Results of the CD4 marginal test presented by a qq-plot of the -log10(pvalues).

Results of the CD4 marginal test presented by a qq-plot of the -log10(pvalues).

Ranking the p-values shows that the association found is with the methylation site cg07839457.

hit.position <- order(res$pvals)[1] # 353
hit <- rownames(X)[hit.position] # cg07839457
hit.pval <- res$pvals[hit.position]

Notes

Step 5: Estimating cell-type-specific methylation

Finally, we will apply the function ‘tensor’ for estimating the cell-type-specific methylation levels of the associated site we found in the previous step. Note that this step is not necessary given that we already detected the association, however, we will use it for visualization purposes. ‘tensor’ requires as an input the parameters of the fitted TCA model for the sites for which we wish to get cell-type-specific estimates. Since we are interested in estimates for just one particular site, we will first use the function ‘tcasub’ for subsetting the estimated model parameters to include only information about the associated site.
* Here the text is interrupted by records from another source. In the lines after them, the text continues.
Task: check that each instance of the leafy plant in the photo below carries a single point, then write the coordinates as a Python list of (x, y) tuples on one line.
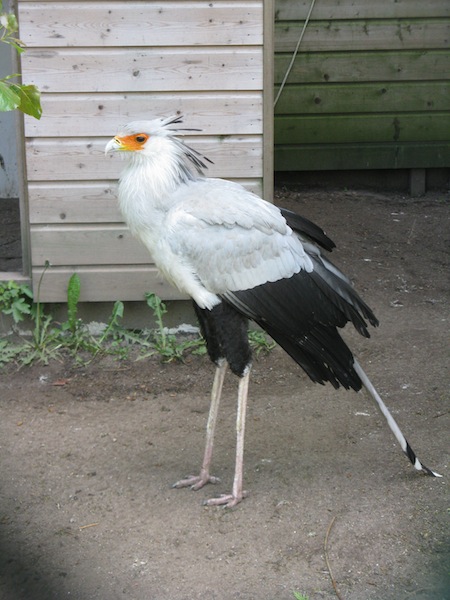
[(167, 345), (16, 300), (16, 95), (259, 342)]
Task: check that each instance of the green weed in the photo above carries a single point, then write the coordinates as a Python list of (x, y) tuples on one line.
[(51, 340)]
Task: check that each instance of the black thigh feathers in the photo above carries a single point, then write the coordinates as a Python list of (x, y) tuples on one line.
[(225, 333)]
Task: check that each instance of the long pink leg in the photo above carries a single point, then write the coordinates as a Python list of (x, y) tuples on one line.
[(237, 493), (198, 481)]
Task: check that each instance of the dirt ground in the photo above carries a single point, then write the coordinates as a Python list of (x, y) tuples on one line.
[(88, 455)]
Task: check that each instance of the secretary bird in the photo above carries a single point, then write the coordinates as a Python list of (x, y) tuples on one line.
[(239, 257)]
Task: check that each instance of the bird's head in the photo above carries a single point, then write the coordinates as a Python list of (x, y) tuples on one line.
[(156, 141)]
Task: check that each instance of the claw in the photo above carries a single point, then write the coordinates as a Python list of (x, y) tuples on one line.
[(226, 500)]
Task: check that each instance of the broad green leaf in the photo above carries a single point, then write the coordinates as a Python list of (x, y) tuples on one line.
[(9, 98), (30, 99), (73, 296)]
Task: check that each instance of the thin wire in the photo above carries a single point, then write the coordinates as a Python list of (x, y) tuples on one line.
[(294, 56)]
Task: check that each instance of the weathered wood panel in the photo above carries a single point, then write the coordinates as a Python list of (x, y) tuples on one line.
[(375, 74), (101, 64), (217, 113), (85, 202), (74, 244), (150, 70), (297, 10), (151, 23), (76, 159)]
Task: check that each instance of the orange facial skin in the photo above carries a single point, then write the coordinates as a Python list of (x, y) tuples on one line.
[(132, 143)]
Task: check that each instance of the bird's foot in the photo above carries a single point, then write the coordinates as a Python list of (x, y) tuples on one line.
[(226, 500), (196, 482)]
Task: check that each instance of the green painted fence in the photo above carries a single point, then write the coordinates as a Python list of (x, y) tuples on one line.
[(370, 86)]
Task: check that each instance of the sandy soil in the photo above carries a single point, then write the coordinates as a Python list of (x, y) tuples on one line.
[(88, 454)]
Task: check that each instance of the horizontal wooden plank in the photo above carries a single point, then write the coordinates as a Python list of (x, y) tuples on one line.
[(86, 245), (52, 24), (322, 98), (360, 9), (96, 202), (400, 127), (382, 34), (104, 284), (81, 114), (326, 157), (75, 159), (148, 70), (335, 67)]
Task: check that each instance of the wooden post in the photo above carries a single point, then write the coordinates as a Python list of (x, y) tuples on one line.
[(417, 182)]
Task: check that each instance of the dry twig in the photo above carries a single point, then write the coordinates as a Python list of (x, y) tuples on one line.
[(325, 547)]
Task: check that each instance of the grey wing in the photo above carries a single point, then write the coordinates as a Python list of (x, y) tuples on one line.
[(231, 239)]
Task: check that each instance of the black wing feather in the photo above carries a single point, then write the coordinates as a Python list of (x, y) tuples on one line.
[(303, 313)]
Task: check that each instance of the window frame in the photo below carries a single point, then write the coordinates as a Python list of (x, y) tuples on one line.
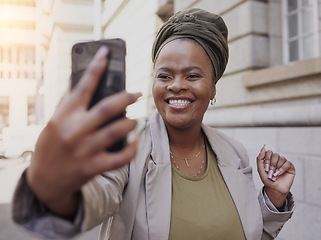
[(316, 31)]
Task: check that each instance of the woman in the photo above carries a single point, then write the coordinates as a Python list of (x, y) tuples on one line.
[(185, 181)]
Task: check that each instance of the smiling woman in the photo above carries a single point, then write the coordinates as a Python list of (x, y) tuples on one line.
[(180, 180), (183, 84)]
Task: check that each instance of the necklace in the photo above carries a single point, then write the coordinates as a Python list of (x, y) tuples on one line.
[(186, 159), (199, 171)]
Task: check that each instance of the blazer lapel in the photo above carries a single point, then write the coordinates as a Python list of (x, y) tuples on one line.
[(238, 181), (158, 182)]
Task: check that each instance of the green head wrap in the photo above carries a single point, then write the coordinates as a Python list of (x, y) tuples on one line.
[(207, 29)]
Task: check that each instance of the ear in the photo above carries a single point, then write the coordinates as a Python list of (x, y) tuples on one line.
[(213, 93)]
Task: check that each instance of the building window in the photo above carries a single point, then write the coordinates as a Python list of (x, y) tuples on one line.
[(31, 110), (301, 29), (31, 3), (4, 112)]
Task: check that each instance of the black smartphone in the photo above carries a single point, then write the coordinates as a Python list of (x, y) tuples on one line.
[(113, 77)]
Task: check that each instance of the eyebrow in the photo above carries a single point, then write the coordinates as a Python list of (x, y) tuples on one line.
[(187, 69)]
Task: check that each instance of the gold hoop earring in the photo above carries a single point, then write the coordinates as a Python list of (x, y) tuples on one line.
[(213, 101)]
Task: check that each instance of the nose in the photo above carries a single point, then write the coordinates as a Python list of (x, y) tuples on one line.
[(177, 84)]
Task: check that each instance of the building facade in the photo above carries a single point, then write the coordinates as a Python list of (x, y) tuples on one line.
[(270, 93), (19, 69)]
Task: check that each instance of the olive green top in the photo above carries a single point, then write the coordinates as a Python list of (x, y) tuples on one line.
[(202, 207)]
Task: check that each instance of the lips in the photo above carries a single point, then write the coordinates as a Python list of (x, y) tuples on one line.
[(179, 102)]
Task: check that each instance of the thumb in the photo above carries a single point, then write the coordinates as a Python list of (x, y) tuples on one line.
[(260, 159)]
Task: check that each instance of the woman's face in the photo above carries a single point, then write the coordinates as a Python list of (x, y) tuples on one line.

# subset the estimates of the model parameters
mdl.tca.sub <- tcasub(tca.mdl, features = c(hit), log_file = "GSE42861.tcasub.log")

# estimate cell-type-specific methylation for the associated site
Z_hat <- tensor(X = X[hit,], tca.mdl.sub, log_file = "GSE42861.tensor.log")

This results in a list ‘Z_hat’ in which each element includes the estimated cell-type-specific methylation levels for one specific cell type (where the order of cell types is the same as the order of the cell types in W). This allows us, for example, to compare between RA cases and controls based on their estimated CD4-specific methylation levels in cg07839457:

cd4 <- Z_hat[[1]] # the first column in W is CD4, therefore take the first element in Z_hat
hit.cd4 <- cd4[1,]
d <- data.frame(hit.cd4, y)
boxplot(hit.cd4~y, data = d, main="CD4 methylation in cg07839457",
        names=c("controls","cases"), ylab="Estimated methylation")

This results in the following boxplots:

The distribution of the estimated CD4-specific cg07839457 methylation levels in RA cases and controls presented by boxplots.

The distribution of the estimated CD4-specific cg07839457 methylation levels in RA cases and controls presented by boxplots.

Notes


1: Rahmani et al. “Cell-type-specific resolution epigenetics without the need for cell sorting or single-cell biology.” Nature Communications 2019.

2: Liu et al. “Epigenome-wide association data implicate DNA methylation as an intermediary of genetic risk in rheumatoid arthritis.” Nature biotechnology. 2013 Feb;31(2):142.

3: Rahmani et al. “GLINT: a user-friendly toolset for the analysis of high-throughput DNA-methylation array data.” Bioinformatics. 2017 Feb 8;33(12):1870-2.

4: Houseman et al. “DNA methylation arrays as surrogate measures of cell mixture distribution.” BMC bioinformatics. 2012 Dec;13(1):86.

5: Rahmani et al. “BayesCCE: a Bayesian framework for estimating cell-type composition from DNA methylation without the need for methylation reference.” Genome biology. 2018 Dec;19(1):141.

6: Horvath “DNA methylation age of human tissues and cell types. Genome biology.” 2013 Oct;14(10):3156.

7: Rahmani et al. “Sparse PCA corrects for cell type heterogeneity in epigenome-wide association studies.” Nature methods. 2016 May;13(5):443.

8: Rahmani et al. “Correcting for cell-type heterogeneity in DNA methylation: a comprehensive evaluation.” Nature methods. 2017 Mar;14(3):218.